Dual labeling for simultaneous determination of nitric oxide, glutathione and cysteine in macrophage RAW264.7 cells by microchip electrophoresis with fluorescence detection

• Simultaneous measurement of NO and thiols was firstly realized in microchip format.
• The MCE-FLD method was simple, rapid, sensitive and efficient.
• The MCE-FLD method was verified to determine NO and biothiols in macrophage cells.

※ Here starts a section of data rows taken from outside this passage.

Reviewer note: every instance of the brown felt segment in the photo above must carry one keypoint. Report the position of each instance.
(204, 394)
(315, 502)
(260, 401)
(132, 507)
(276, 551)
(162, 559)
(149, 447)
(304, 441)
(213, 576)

A simple, rapid and efficient method based on microchip electrophoresis coupled with fluorescence detection (MCE-FLD) was developed for simultaneous determination of nitric oxide (NO), glutathione (GSH) and cysteine (Cys) using dual labeling strategy. Two highly reactive fluorogenic probes, 1,3,5,7-tetramethyl-8-(3′,4′-diaminophenyl)-difluoroboradiaza-s-indacene (DAMBO) and 1,3,5,7-tetramethyl-8-phenyl-(2-maleimide)-difluoroboradiaza-s-indacene (TMPAB-o-M), were used for labeling NO and thiols, respectively, under physiological conditions. The rapid separation and sensitive detection of the derivatives were achieved on a glass microchip within 70 s in a running buffer of 20 mM H3Cit–Na2HPO4 solution (pH 7.4) containing 15% (v/v) acetonitrile at a separation voltage of 2400 V. The limits of detection (S/N = 3) for NO, GSH and Cys were 7.0, 3.0 and 2.0 nM, respectively. The proposed method was validated by measuring intracellular levels of NO and biothiols in macrophage RAW264.7 cells.